Conscient de ses embarrassantes lacunes en Météorologie lors de rencontres internationales dans le domaine de la météorologie, le DG de l’ONM, censé être le Représentant de l’Algérie auprès de l’Organisation Météorologique Mondiale domiciliée à Genève, a toujours réussi à se défausser sur son Directeur du Centre Climatologique National, pour le remplacer quand il doit rencontrer des météorologues internationaux.

Et en guise de reconnaissance, Mr Salah Sahabi Abed, le Directeur du Centre Climatologique National de l’Office National de la Météorologie, se voit autorisé à occuper l’un des 2 appartements…du bâtiment d’archives. Voilà où en est l’Office National de la Météorologie algérienne !

(de G.à D.) Brahim Ihadaden DG de l’ONM, Salah SAHABI ABED, Directeur du Centre Climatologique National, et Bachir Hamdache Bachir HAMADACHE, Directeur du Centre des Prévisions Météorologiques.

Cet office devrait être à la pointe de la recherche dans le secteur de la météorologie, produire des projections climatiques régionales, et pourquoi pas globales, en se basant sur les différents scénarios d’émissions de gaz à effet de serre qu’elle récolte dans sa station de Tamanrasset.

L’étude du climat, l’amélioration de la prévision du déplacement acridien dans le sud, la mise en place d’un réseau national de détection de la foudre, sont autant d’activités annexes que pourrait commercialiser l’ONM, afin de répondre aux attentes en prestation météorologique et climatologiques des grands secteurs de l’économie.

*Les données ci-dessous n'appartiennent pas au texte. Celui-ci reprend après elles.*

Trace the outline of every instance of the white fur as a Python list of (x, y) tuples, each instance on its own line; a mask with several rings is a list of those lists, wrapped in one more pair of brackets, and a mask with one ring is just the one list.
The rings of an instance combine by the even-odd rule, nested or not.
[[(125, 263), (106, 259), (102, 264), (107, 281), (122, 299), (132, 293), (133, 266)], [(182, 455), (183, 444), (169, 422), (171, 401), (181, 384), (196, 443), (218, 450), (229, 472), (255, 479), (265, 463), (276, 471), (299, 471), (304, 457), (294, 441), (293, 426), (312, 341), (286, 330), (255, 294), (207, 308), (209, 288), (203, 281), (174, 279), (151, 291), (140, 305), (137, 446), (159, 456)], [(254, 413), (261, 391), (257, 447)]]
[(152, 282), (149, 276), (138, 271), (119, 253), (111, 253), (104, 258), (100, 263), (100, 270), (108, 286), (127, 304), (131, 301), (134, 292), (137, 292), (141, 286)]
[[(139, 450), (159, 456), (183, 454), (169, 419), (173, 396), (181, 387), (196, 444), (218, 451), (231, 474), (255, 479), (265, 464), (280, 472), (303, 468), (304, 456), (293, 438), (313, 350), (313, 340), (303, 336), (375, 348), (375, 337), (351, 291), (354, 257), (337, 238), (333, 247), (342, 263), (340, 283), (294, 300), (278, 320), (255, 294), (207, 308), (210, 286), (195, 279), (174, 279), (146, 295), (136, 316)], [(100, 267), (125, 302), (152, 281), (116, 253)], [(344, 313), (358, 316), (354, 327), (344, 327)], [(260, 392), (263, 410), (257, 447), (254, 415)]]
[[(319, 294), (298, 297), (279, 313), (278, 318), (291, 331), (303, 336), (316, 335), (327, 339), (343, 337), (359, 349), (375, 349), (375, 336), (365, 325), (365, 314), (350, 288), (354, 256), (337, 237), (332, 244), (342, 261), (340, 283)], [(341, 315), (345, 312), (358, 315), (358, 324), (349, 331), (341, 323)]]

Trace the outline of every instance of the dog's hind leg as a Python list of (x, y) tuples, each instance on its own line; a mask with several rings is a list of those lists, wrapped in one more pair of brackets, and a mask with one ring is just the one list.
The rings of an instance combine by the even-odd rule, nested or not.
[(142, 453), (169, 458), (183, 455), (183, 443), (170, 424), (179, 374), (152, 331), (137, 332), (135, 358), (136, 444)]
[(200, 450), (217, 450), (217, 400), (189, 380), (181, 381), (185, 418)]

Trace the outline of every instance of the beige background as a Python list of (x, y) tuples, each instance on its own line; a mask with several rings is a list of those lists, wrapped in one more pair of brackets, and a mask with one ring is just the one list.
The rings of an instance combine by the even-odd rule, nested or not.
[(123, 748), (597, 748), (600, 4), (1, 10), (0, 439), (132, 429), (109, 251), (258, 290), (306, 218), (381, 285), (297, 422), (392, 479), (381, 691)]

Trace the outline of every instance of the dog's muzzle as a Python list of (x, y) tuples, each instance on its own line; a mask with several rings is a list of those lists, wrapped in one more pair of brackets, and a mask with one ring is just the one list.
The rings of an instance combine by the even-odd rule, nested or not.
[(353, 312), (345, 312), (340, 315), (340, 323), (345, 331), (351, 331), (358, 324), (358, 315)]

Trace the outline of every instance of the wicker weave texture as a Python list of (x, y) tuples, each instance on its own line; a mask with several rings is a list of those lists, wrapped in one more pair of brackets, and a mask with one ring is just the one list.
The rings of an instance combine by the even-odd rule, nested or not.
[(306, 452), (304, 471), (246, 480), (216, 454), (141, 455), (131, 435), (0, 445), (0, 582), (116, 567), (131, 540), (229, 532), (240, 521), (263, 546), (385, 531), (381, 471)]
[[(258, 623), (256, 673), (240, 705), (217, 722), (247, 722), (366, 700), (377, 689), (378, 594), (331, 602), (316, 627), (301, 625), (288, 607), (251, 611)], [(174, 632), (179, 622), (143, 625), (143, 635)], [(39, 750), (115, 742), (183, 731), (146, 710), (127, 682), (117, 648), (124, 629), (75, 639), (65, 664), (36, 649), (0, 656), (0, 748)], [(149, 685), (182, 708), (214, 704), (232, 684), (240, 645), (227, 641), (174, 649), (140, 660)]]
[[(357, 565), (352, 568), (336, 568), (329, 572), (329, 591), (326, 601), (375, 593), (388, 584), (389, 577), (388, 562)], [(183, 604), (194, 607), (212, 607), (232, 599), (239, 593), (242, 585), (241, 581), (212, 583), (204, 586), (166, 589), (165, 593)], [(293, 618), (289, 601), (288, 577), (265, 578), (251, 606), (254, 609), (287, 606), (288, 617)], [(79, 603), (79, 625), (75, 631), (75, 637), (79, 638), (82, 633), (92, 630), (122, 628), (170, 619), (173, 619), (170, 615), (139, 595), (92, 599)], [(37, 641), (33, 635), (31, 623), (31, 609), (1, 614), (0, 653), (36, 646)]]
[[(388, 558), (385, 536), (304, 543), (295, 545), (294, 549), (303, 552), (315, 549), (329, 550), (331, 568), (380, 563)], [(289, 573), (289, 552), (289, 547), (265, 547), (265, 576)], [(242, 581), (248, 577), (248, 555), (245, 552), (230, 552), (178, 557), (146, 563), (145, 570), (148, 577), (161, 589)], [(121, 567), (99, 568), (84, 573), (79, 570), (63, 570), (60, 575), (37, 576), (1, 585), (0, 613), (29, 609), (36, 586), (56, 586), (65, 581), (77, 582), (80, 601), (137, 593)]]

Et pourquoi pas améliorer son intervention, tant décriée, en support aux services chargés de la mer, de la sécurité civile, de la navigation aérienne, de la prévention des risques majeurs et de la sûreté nucléaire.

Elle pourrait développer pour les citoyens de nouveaux services climatiques telles : la formation, la sensibilisation et l’adaptation au changement climatique, montrant ainsi de manière pédagogique les bons gestes à adopter face aux phénomènes météorologiques dangereux, lors d’épisodes d’inondations ou de sécheresses...

Cet office étrangement laissé sans contrôle des pouvoirs publics algériens, pourrait par ailleurs contribuer à la gestion des risques sanitaires et technologiques dépendants de la météorologie, comme le font déjà ses homologues européens en ce qui concerne la surveillance de la qualité de l’air, des pollens, de la prévision de la dispersion des pollutions accidentelles chimiques dans l’atmosphère.

L’ONM pourrait exporter tous ces services aux pays limitrophes, au Sahel, mais il semblerait que ses dirigeants et ses responsables de tutelle n’aient pas ces ambitions…

Nous avons tenté à plusieurs reprises de contacter les Responsables au niveau du Ministère de Transports pour avoir leur point de vue, tout comme nous avons tenté de joindre la responsable de la DACM, Mme Aicha Bourouis, afin qu’elle nous clarifie les questions soulevées par notre enquête quant aux chances de réussite de la mise en œuvre d’un plan de modernisation de l’Office National de Météorologie. Personne n’a jamais répondu à nos appels.